In a system of anchoring a cable bolt using cement grout, buttons and birdcages increase the resistance of the cable bolt to pull-out by compressing the grout into contact with the wall of the bore hole. This increases the engagement or bonding of the grout with the surrounding rock strata. With the cable bolt adhered to the grout, the cable bolt is securely anchored within the bore hole to the surrounding rock formation.
Because of the advantages provided by the flexible nature of cable bolts to withstand shear forces generated by lateral movement of rock strata, efforts have been made to provide the cable bolt with features that facilitate rapid installation of a tensioned cable bolt. To accommodate the upward insertion of the cable in a bore hole and rotation of the bolt to effect mixing of a two component resin system, a mechanical drive head is installed on the end of the cable that extends out of the bore hole. One example of a drive head on the end of a cable bolt is disclosed in U.S. Pat. No. 4,798,501 where a roof bolting machine engages the drive head to advance it upwardly into the bore hole and rotate the entire cable bolt to effect mixing of a two component resin system. It is essential that the drive head be nonrotatably connected to the end of the cable so that the rotation is transmitted from the drive head to the cable.

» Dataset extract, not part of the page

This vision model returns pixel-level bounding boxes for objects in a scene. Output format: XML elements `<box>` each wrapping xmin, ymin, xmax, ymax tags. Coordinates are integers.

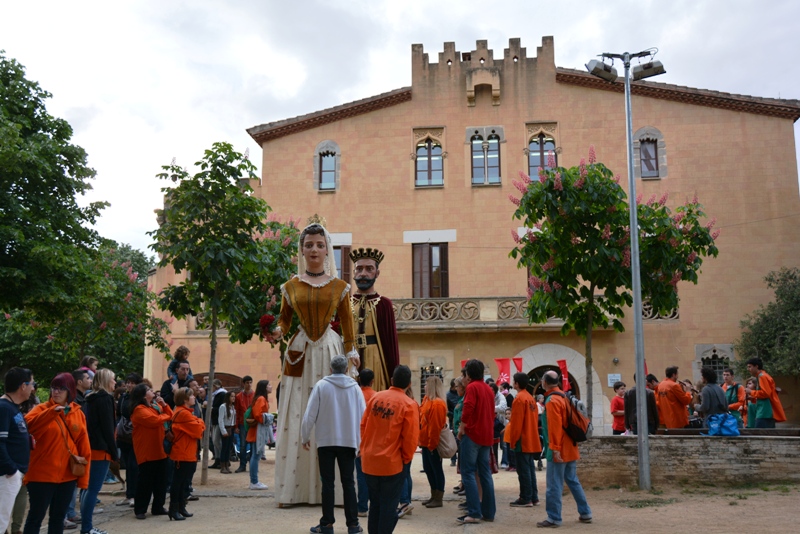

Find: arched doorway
<box><xmin>527</xmin><ymin>365</ymin><xmax>580</xmax><ymax>399</ymax></box>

If the drive head is not secured to the cable, the drive head will rotate on the cable and the rotation will not be transmitted to the cable.

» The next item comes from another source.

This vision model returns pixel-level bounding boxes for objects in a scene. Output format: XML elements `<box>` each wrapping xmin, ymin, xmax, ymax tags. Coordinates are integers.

The combination of a gripping wedge and a drive collar with a tapered bore for preventing the drive collar from moving on the end of the cable is disclosed in a paper entitled "Cable Bolting" by G. Daws published in the February 1991 edition of The Mining Engineer. At the emergent end of the cable bolt a pair of wedges having tapered exterior surfaces is received within a cylindrical collar having a bore tapered in the opposite direction of the taper on the wedges. When the collar is advanced into surrounding relation with the wedges, the wedges are compressed into gripping engagement with the cable. The collar is frictionally engaged by the mating tapered surfaces to the wedges. Rotation transmitted to the surrounding collar rotates the entire cable to facilitate longitudinal insertion and rotation of the cable in the bore hole. A similar arrangement of an internally tapered drive collar engaging tapered wedges gripping a cable bolt is disclosed in U.S. Pat. Nos. 5,230,589 and 5,259,703.
The provision of a drive collar having a tapered bore surrounding tapered wedges on the end of a cable permits installation of a cable bolt by the same machinery used to install rebar bolts. The cable bolt can be rapidly advanced regardless of its length into the bore hole and then rotated to effect mixing of resin components and/or set an expansion shell assembly in the bore hole.

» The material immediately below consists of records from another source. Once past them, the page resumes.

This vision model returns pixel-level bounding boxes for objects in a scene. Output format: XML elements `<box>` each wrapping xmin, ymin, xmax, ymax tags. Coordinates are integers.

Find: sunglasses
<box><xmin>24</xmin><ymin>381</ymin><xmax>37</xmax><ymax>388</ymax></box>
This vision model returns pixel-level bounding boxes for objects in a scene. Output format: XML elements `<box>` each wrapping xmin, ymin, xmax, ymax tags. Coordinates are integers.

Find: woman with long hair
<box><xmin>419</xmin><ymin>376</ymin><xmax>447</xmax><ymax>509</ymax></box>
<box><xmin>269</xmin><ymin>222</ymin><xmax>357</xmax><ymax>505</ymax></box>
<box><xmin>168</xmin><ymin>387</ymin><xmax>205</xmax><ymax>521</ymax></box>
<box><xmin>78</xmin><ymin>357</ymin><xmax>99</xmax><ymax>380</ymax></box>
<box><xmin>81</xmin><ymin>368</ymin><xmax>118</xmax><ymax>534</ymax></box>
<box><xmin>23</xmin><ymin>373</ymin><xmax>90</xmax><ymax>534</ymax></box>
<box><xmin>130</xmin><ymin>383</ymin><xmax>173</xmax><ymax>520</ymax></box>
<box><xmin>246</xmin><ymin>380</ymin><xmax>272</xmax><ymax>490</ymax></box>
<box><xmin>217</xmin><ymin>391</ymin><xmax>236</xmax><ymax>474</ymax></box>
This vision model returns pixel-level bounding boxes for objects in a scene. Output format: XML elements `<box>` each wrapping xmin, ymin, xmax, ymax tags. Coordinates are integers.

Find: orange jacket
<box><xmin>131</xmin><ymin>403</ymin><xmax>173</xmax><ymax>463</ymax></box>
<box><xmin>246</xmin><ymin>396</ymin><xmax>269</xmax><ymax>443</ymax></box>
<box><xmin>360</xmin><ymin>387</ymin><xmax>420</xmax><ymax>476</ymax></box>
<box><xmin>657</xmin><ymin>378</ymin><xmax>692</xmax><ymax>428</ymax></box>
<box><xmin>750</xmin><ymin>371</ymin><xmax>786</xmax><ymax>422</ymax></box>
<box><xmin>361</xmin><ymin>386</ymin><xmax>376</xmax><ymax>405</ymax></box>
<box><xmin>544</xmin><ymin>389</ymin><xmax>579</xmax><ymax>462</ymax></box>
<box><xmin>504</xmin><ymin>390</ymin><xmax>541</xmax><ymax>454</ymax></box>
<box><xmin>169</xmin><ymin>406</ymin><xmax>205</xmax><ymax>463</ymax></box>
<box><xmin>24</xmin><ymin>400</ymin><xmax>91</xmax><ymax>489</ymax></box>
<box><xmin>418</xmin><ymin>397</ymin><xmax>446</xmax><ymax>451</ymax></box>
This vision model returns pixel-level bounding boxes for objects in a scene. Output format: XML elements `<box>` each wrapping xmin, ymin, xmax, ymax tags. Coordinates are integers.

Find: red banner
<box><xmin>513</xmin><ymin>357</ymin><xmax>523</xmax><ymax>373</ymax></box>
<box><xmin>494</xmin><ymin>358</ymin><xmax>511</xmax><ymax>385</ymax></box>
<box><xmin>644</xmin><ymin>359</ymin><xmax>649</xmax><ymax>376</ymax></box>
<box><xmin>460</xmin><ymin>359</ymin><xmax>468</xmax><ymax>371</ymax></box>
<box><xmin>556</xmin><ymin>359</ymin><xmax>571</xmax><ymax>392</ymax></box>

With known devices, it is the conventional practice to transmit rotation to the surrounding drive collar which is advanced on the wedges to the point where the wedges are compressed into gripping engagement with the cable. The drive collar is frictionally engaged by the mating tapered surfaces to the wedges. If the drive collar is not frictionally engaged to the wedges, then the collar can rotate or slip on the wedges and rotation is not transmitted through the wedges to the cable. If the cable does not rotate an expansion anchor can not be set or the components of a resin system mixed.
While it is known to use a combination collar and wedge set to transmit rotation to the end of a cable bolt, there is need for method and apparatus for securing a drive head to a cable bolt that eliminates the problem of slippage of the drive head on the end of the cable bolt.